In our experiments, we also evaluated the convergence of our iterative prediction algorithm DPA. For each evaluation data group, we calculated the average precision and recall for each round of iteration, and observed that usually after two to five rounds of iteration the prediction results became stable, i.e. the results no longer changed. In other words, the DPA algorithm was convergent. It was also observed that after the initialization, the first round of iteration and the following iterations significantly improved the initial prediction results. Figure 9 shows the evaluation results on a data group. As shown in Fig. 9, the precision and recall increased gradually until the results became stable after five iterations.

Fig. 9
figure 9

Convergence evaluation of the DPA algorithm

Finally, we randomly selected some sample prediction results produced from our dynamic prediction algorithm and present them in Table 4. As shown in Table 4, most cut-off rates used in the DPA were the same as or close to the real number of functions the “un-annotated” proteins have. It demonstrated that our cut-off rate selection for the predictions was reasonable. It can be seen from the table that most real functions of the “un-annotated” proteins were predicted correctly. It was also noticed that some functions could not be predicted by the DPA method. There might be other factors that affected the prediction accuracy of the algorithm, such as the noises in the dataset and the selection of cut-off rate. These factors will be addressed and investigated in our future work.

Table 4 Randomly selected sample prediction results from the DPA method

4 Conclusions

In this paper, we propose an innovative algorithm to incorporate the semantic association information between proteins for dynamically or iteratively predicting functions of un-annotated proteins. The dynamic prediction procedure of our algorithm reflects dynamic features of protein interactions. Protein semantic similarities derived from protein function similarities guarantee the dynamics of the prediction procedure and the convergence of the algorithm. These two major contributions make our method different from other existing methods. The evaluations on real protein–protein interaction datasets demonstrated the effectiveness of our new method.

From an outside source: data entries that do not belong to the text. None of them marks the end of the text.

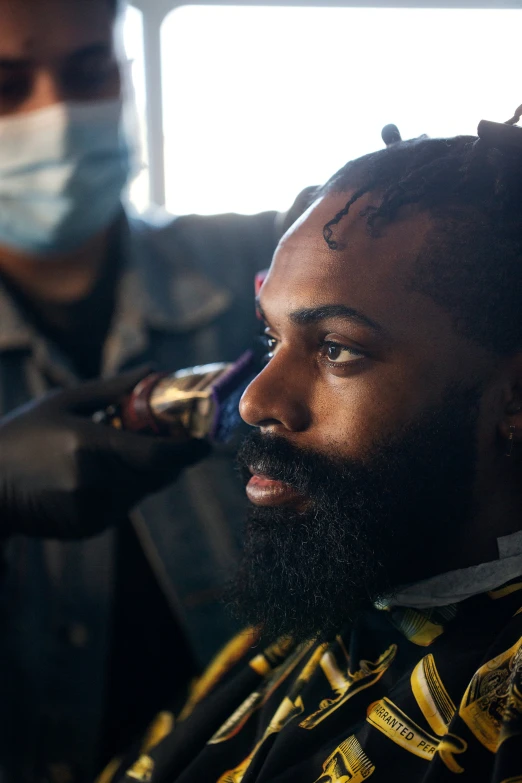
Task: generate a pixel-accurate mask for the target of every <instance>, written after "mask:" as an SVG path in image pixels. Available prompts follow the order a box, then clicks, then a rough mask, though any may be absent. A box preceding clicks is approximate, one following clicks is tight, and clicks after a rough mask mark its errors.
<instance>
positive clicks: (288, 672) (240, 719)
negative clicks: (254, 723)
mask: <svg viewBox="0 0 522 783" xmlns="http://www.w3.org/2000/svg"><path fill="white" fill-rule="evenodd" d="M312 645H313V642H308V643H307V644H304V645H301V646H299V647H298V648H297V649H296V650H295V651H294V652H293V653H292V654H291V655H289V656H288V658H287V659H286V661H285V662H284V663H283V664H281V666H279V668H277V669H276V670H275V671H274V672H273V674H272V676H271V677H270V678H269V679H268V680H267V681H266V682H265V683H264V685H263V687H262V688H260V689H259V690H257V691H254V692H253V693H251V694H250V695H249V696H248V697H247V698H246V699H245V701H244V702H243V703H242V704H240V705H239V707H238V708H237V710H235V712H234V713H233V714H232V715H231V716H230V718H228V720H226V721H225V723H223V725H222V726H221V727H220V728H219V729H218V730H217V731H216V733H215V734H214V735H213V736H212V737H211V738H210V740H209V741H208V744H209V745H219V744H220V743H221V742H227V741H228V740H230V739H232V737H235V736H236V735H237V734H239V732H240V731H241V729H242V728H243V726H244V725H245V723H246V722H247V720H248V719H249V718H250V717H251V716H252V715H253V714H254V712H256V710H258V709H260V708H261V707H262V706H263V705H264V704H266V702H267V700H268V699H269V698H270V696H271V695H272V693H273V692H274V691H275V690H276V689H277V688H278V687H279V686H280V685H281V683H282V682H283V680H284V679H286V677H288V676H289V674H291V672H292V671H293V670H294V669H295V667H296V666H297V665H298V663H299V662H300V661H301V660H302V659H303V657H304V656H305V654H306V653H307V652H308V651H309V650H310V647H311V646H312Z"/></svg>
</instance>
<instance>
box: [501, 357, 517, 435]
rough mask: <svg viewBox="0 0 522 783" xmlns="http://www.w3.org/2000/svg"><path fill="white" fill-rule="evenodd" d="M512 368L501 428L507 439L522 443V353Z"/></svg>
mask: <svg viewBox="0 0 522 783" xmlns="http://www.w3.org/2000/svg"><path fill="white" fill-rule="evenodd" d="M510 370H511V372H510V383H509V387H508V389H507V394H506V402H505V405H504V415H503V417H502V419H501V421H500V425H499V430H500V434H501V436H502V437H503V438H504V439H505V440H506V441H511V442H512V443H522V354H518V355H517V356H516V357H515V358H514V359H513V361H512V363H511V367H510Z"/></svg>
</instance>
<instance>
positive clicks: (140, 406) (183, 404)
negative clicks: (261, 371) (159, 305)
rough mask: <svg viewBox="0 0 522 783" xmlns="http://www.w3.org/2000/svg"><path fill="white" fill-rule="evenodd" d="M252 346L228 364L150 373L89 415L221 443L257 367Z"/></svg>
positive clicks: (121, 427)
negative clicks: (132, 389)
mask: <svg viewBox="0 0 522 783" xmlns="http://www.w3.org/2000/svg"><path fill="white" fill-rule="evenodd" d="M256 366H257V362H256V358H255V355H254V352H253V351H247V352H246V353H244V354H243V355H242V356H241V357H240V358H239V359H238V360H237V361H236V362H234V363H219V364H206V365H202V366H199V367H190V368H188V369H185V370H179V372H175V373H173V374H171V375H169V374H166V373H152V374H151V375H148V376H147V377H146V378H144V379H143V380H142V381H140V383H139V384H138V385H137V386H136V387H135V389H134V390H133V391H132V392H131V394H129V395H128V396H127V397H125V398H124V399H123V400H122V401H121V402H120V403H119V404H117V405H112V406H111V407H110V408H107V410H105V411H103V412H100V413H99V414H96V416H95V420H96V421H98V422H104V423H107V424H110V425H112V426H113V427H117V428H119V429H125V430H130V431H131V432H142V433H146V434H155V435H162V436H167V437H182V436H187V435H188V436H189V437H192V438H209V440H211V441H213V442H214V443H224V442H226V441H227V440H228V439H229V438H230V437H231V435H232V433H233V431H234V430H235V428H236V427H237V426H238V425H239V423H240V416H239V409H238V407H239V400H240V399H241V395H242V394H243V392H244V390H245V389H246V387H247V386H248V384H249V383H250V381H251V380H252V378H254V377H255V375H256V374H257V372H258V370H257V369H256Z"/></svg>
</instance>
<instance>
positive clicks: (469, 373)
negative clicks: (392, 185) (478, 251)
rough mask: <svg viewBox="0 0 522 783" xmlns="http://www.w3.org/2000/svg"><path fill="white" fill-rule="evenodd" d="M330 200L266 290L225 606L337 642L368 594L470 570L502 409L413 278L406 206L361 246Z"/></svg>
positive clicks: (489, 361) (329, 196)
mask: <svg viewBox="0 0 522 783" xmlns="http://www.w3.org/2000/svg"><path fill="white" fill-rule="evenodd" d="M348 197H349V194H348V196H347V195H341V196H337V195H334V196H328V197H326V198H324V199H323V200H322V201H320V202H318V203H317V204H316V205H314V206H313V207H312V208H311V209H310V210H309V211H308V213H306V214H305V215H304V216H303V218H302V219H301V221H300V223H298V224H297V225H296V227H295V228H294V229H292V230H291V232H290V233H289V234H287V236H286V237H285V238H284V239H283V241H282V243H281V245H280V246H279V248H278V250H277V252H276V255H275V258H274V262H273V265H272V267H271V270H270V273H269V275H268V277H267V279H266V281H265V283H264V285H263V287H262V290H261V294H260V305H261V309H262V311H263V313H264V316H265V319H266V335H267V339H268V341H269V352H270V358H269V360H268V363H267V365H266V367H265V368H264V369H263V371H262V372H261V373H260V375H258V377H257V378H256V379H255V380H254V381H253V382H252V384H251V385H250V386H249V388H248V389H247V391H246V392H245V394H244V396H243V399H242V402H241V414H242V416H243V418H244V419H245V421H246V422H247V423H249V424H251V425H253V426H254V427H256V428H257V434H256V435H254V436H253V437H251V438H250V439H247V441H246V443H245V445H244V447H243V449H242V452H241V454H240V465H241V467H242V468H243V473H244V477H245V483H247V495H248V497H249V499H250V501H251V503H252V507H251V513H250V517H249V522H248V525H247V531H246V546H245V555H244V559H243V563H242V565H241V568H240V571H239V574H238V576H237V578H236V580H235V582H234V584H233V585H232V588H231V591H230V600H231V602H232V603H233V604H235V605H236V607H239V613H240V615H241V616H242V618H243V619H244V620H246V621H247V622H253V623H257V624H260V625H261V626H263V627H265V629H266V630H267V631H269V632H270V633H292V634H294V635H296V636H304V637H307V636H310V635H312V634H314V633H316V632H318V631H325V630H328V631H331V632H333V631H335V629H336V628H338V627H339V624H342V622H343V620H345V619H346V618H347V617H350V616H353V614H354V613H356V612H357V611H358V609H360V608H361V607H362V606H363V605H364V604H365V602H367V601H368V600H374V599H375V598H377V597H379V596H382V595H383V594H386V593H389V592H390V591H393V589H394V588H395V587H397V586H399V585H403V584H406V583H409V582H413V581H416V580H418V579H421V578H425V577H428V576H431V575H433V574H434V573H442V572H444V571H446V570H449V569H450V568H451V567H458V566H459V565H461V566H464V565H469V564H471V563H469V562H467V561H466V557H467V547H466V544H465V541H466V535H467V536H469V535H470V533H472V532H473V531H472V528H470V525H472V520H473V504H474V502H475V489H476V486H477V483H479V482H480V479H481V478H482V477H483V476H482V474H483V471H484V469H485V468H484V465H485V464H486V463H488V460H490V459H493V453H494V448H493V446H492V444H494V443H495V440H496V438H497V422H498V420H499V418H500V411H501V410H502V407H503V401H502V399H501V395H500V394H499V392H498V389H496V387H495V384H494V383H491V382H490V378H491V377H492V374H493V373H492V366H493V360H492V357H491V356H490V355H488V354H487V352H486V351H483V350H482V349H481V348H480V347H478V346H476V345H475V344H473V343H471V342H470V341H469V340H467V339H465V338H463V337H461V336H459V335H458V333H457V332H456V331H455V326H454V323H453V320H452V317H451V315H450V314H449V313H447V312H446V311H444V310H442V309H441V308H440V307H438V306H437V305H435V304H434V303H433V302H432V301H431V300H430V299H429V298H428V297H427V296H425V295H423V294H420V293H417V292H415V291H414V290H413V286H412V285H411V283H412V279H413V273H414V267H415V263H416V259H417V256H418V254H419V251H420V249H421V247H422V246H423V243H424V242H425V241H426V240H427V235H428V232H429V231H430V229H431V228H432V225H431V222H430V218H429V216H428V215H427V214H422V213H419V212H417V211H414V210H413V209H412V210H411V211H410V212H409V213H406V214H405V215H404V217H403V218H402V219H401V220H398V221H396V222H394V223H392V224H391V225H386V226H385V227H384V228H383V231H382V236H380V237H376V238H373V237H370V236H369V234H368V231H367V228H366V220H365V219H364V218H362V217H361V214H360V213H361V211H362V210H363V209H364V208H365V207H367V206H369V205H370V204H371V203H372V197H371V196H368V197H366V198H363V199H361V200H360V201H359V202H357V203H356V205H355V206H354V207H352V209H351V210H350V212H349V214H348V216H347V217H346V218H344V219H343V221H342V222H341V224H340V225H339V227H338V228H337V229H336V235H335V239H336V240H337V241H338V242H339V244H340V245H341V249H340V250H337V251H332V250H330V249H329V248H328V246H327V245H326V243H325V242H324V239H323V231H322V229H323V226H324V224H325V223H327V222H328V221H329V220H330V219H331V218H332V217H333V216H334V215H335V214H336V213H337V212H338V211H339V210H340V209H342V207H343V206H344V204H345V203H346V200H347V198H348Z"/></svg>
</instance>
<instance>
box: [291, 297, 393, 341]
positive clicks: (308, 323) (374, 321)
mask: <svg viewBox="0 0 522 783" xmlns="http://www.w3.org/2000/svg"><path fill="white" fill-rule="evenodd" d="M327 318H344V319H346V320H348V321H355V322H356V323H358V324H361V325H362V326H366V327H368V328H369V329H372V331H374V332H378V333H379V334H384V333H385V329H384V328H383V327H382V326H381V325H380V324H378V323H377V322H376V321H372V319H371V318H368V316H366V315H364V313H361V312H359V310H354V308H353V307H347V306H346V305H341V304H338V305H319V306H318V307H305V308H303V309H301V310H294V312H293V313H290V320H291V321H292V322H293V323H294V324H299V325H300V326H301V325H305V324H312V323H318V322H319V321H325V320H326V319H327Z"/></svg>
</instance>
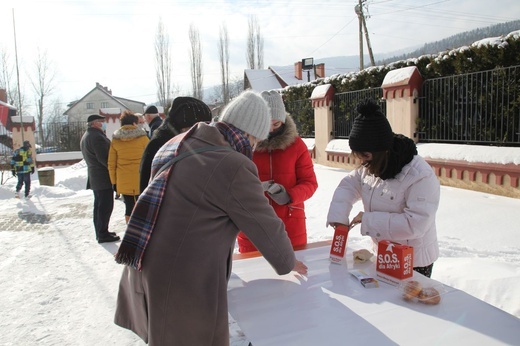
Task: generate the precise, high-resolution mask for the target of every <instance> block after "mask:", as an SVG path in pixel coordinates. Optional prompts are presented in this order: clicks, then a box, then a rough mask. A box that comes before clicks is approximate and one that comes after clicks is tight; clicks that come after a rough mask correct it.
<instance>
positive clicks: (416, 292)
mask: <svg viewBox="0 0 520 346" xmlns="http://www.w3.org/2000/svg"><path fill="white" fill-rule="evenodd" d="M421 291H422V285H421V283H420V282H419V281H415V280H411V281H408V282H407V283H406V285H404V287H403V298H404V299H405V300H412V299H413V298H418V297H419V294H420V293H421Z"/></svg>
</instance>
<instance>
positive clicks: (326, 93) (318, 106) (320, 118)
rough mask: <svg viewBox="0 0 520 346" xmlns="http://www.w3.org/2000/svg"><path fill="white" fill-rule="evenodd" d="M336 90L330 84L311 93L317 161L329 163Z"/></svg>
mask: <svg viewBox="0 0 520 346" xmlns="http://www.w3.org/2000/svg"><path fill="white" fill-rule="evenodd" d="M334 94H335V90H334V87H333V86H332V85H330V84H325V85H320V86H317V87H316V88H314V90H313V91H312V95H311V100H312V107H313V108H314V148H315V162H316V163H318V164H327V153H326V151H325V150H326V149H327V144H329V141H330V140H331V139H332V101H333V100H334Z"/></svg>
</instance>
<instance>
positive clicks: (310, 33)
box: [0, 0, 520, 103]
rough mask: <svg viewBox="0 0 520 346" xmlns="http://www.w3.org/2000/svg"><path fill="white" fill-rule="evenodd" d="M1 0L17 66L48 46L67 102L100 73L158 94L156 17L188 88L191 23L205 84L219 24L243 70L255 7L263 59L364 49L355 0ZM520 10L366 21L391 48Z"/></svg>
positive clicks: (434, 11)
mask: <svg viewBox="0 0 520 346" xmlns="http://www.w3.org/2000/svg"><path fill="white" fill-rule="evenodd" d="M5 2H6V3H7V4H6V5H5V6H4V5H3V6H2V8H4V9H11V8H14V9H15V19H16V34H17V43H18V56H19V62H20V66H21V69H22V70H24V69H26V67H27V65H28V64H29V63H30V62H32V61H33V60H34V56H35V48H36V47H38V46H39V47H41V48H43V49H46V50H47V52H48V54H49V58H50V59H52V60H53V61H55V62H56V65H57V67H58V72H59V74H58V76H59V86H58V90H59V93H60V94H61V96H62V100H63V101H64V102H70V101H72V100H74V99H76V98H78V97H81V96H83V95H84V94H86V93H87V92H88V91H90V90H91V89H92V88H93V87H94V86H95V83H96V82H99V83H101V84H102V85H106V86H108V87H109V88H110V89H112V91H113V93H114V95H116V96H120V97H125V98H132V99H136V100H140V101H142V102H146V103H149V102H152V101H154V100H155V90H156V86H155V64H154V37H155V32H156V30H157V23H158V21H159V19H160V18H161V19H162V20H163V23H164V24H165V26H166V28H167V30H168V33H169V35H170V39H171V47H172V59H173V63H174V70H173V78H174V81H173V83H174V84H176V85H177V86H179V87H180V89H181V91H182V93H184V94H186V93H189V91H190V90H191V80H190V70H189V69H190V64H189V55H188V49H189V40H188V27H189V25H190V24H191V23H193V24H194V25H195V26H196V27H197V28H198V29H199V32H200V36H201V44H202V50H203V71H204V86H205V87H208V86H210V85H215V84H219V83H220V67H219V59H218V50H217V47H218V46H217V44H218V39H219V30H220V27H221V25H223V24H225V25H226V27H227V30H228V34H229V54H230V58H231V59H230V72H231V75H232V76H237V77H242V75H243V70H244V69H245V68H246V41H247V30H248V18H249V16H250V15H256V17H257V19H258V22H259V24H260V29H261V33H262V36H263V38H264V62H265V64H264V65H265V66H284V65H291V64H293V63H294V62H296V61H299V60H301V59H302V58H304V57H309V56H312V57H314V58H324V57H331V56H345V55H357V54H358V52H359V44H358V20H357V16H356V14H355V12H354V5H355V4H356V3H357V1H355V0H350V1H347V2H345V1H339V0H335V1H333V0H330V1H329V0H322V1H306V0H294V1H292V0H286V1H277V0H273V1H269V2H264V1H237V0H234V1H227V0H211V1H210V0H203V1H164V0H152V1H144V0H118V1H115V0H104V1H97V0H96V1H81V0H75V1H66V0H54V1H50V0H40V1H35V0H17V1H5ZM519 12H520V4H519V3H518V1H515V0H501V1H498V2H490V1H487V0H478V1H469V0H466V1H458V2H455V1H433V0H432V1H429V2H426V3H425V2H421V3H419V4H417V2H416V1H412V0H406V1H404V0H402V1H401V0H400V1H383V0H379V1H372V2H369V14H370V15H371V17H370V18H369V19H368V20H367V26H368V30H369V34H370V40H371V43H372V47H373V50H374V53H386V52H391V51H396V50H398V49H402V48H405V47H410V46H417V45H422V44H424V43H426V42H431V41H435V40H439V39H442V38H444V37H448V36H451V35H454V34H456V33H459V32H462V31H465V30H470V29H474V28H477V27H484V26H488V25H491V24H495V23H500V22H505V21H508V20H513V19H516V18H515V17H518V13H519ZM12 19H13V18H12V11H2V12H1V13H0V32H1V33H2V35H1V36H0V49H1V48H5V49H7V50H8V51H9V52H10V55H11V57H12V58H13V59H14V39H13V36H14V35H13V24H12ZM4 33H5V34H4ZM365 49H366V45H365ZM365 52H366V51H365ZM13 64H14V62H13ZM21 77H22V78H23V76H21ZM26 84H27V83H26ZM26 89H27V88H26ZM24 92H25V93H30V90H28V89H27V90H25V91H24Z"/></svg>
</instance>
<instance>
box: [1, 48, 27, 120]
mask: <svg viewBox="0 0 520 346" xmlns="http://www.w3.org/2000/svg"><path fill="white" fill-rule="evenodd" d="M14 78H15V76H14V65H13V64H12V63H11V61H10V57H9V53H8V52H7V50H6V49H4V48H2V49H1V50H0V88H2V89H5V91H6V93H7V103H9V104H11V105H13V106H17V107H18V109H19V110H20V109H21V107H22V105H23V102H24V99H25V98H24V95H23V94H22V95H20V96H21V98H22V100H21V101H20V100H19V97H18V91H17V88H16V80H14Z"/></svg>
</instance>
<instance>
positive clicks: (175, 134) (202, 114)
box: [140, 96, 211, 192]
mask: <svg viewBox="0 0 520 346" xmlns="http://www.w3.org/2000/svg"><path fill="white" fill-rule="evenodd" d="M199 121H211V110H210V109H209V107H208V106H207V105H206V104H205V103H204V102H202V101H200V100H198V99H196V98H193V97H185V96H180V97H177V98H175V100H173V103H172V106H171V108H170V112H169V114H168V116H167V117H166V118H165V119H164V121H163V122H162V124H161V126H159V127H158V128H157V130H156V131H155V132H154V135H153V136H152V139H151V140H150V143H148V145H147V146H146V149H145V150H144V153H143V158H142V160H141V168H140V175H141V178H140V190H141V192H143V191H144V189H145V188H146V187H147V186H148V181H149V180H150V171H151V168H152V160H153V157H154V156H155V154H156V153H157V151H158V150H159V149H160V148H161V147H162V146H163V145H164V144H165V143H166V142H168V141H169V140H170V139H171V138H173V137H175V136H177V135H178V134H179V133H182V132H185V131H188V130H189V129H190V128H191V127H192V126H193V125H195V124H196V123H198V122H199Z"/></svg>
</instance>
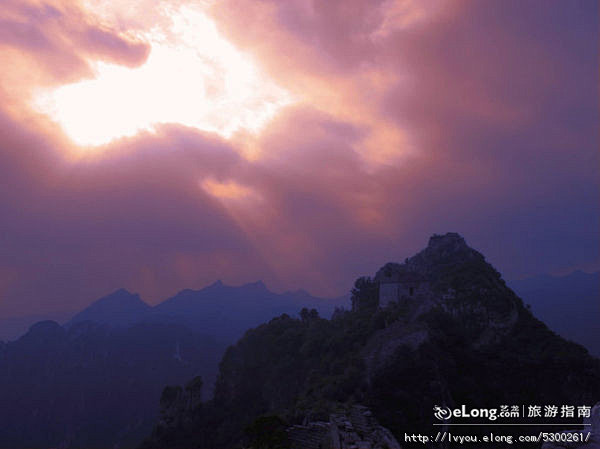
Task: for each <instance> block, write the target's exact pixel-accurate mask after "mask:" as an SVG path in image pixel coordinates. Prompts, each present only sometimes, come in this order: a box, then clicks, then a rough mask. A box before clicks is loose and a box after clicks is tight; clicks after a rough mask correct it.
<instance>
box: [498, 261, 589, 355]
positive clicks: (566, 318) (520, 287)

It is concluded that incorporating semantic protein association information into dynamic prediction can significantly improve the prediction quality.

It was observed from our evaluations on real PPI datasets that the selection of a cut-off rate in the prediction had some impact on the prediction quality. If the cut-off rate was low (i.e. the number of predicted function was small), it may result in some real functions being excluded from the final predicted functions and a low recall value. But if the cut-off rate was too high (i.e. the number of predicted functions was too big), it may result in many unrelated functions being included in the final predicted functions and a low precision. Selecting cut-off rates dynamically to achieve a better balance between the precision and recall of the prediction is a possible way to improve dynamic prediction results. Our evaluations on different PPI datasets from different resources also demonstrated that the data quality varied across different datasets. Choosing reliable protein interactions from a dataset or many datasets to increase the accuracy of predictions is a further challenge. These issues will be addressed in our future work to improve the quality and effectiveness of function prediction.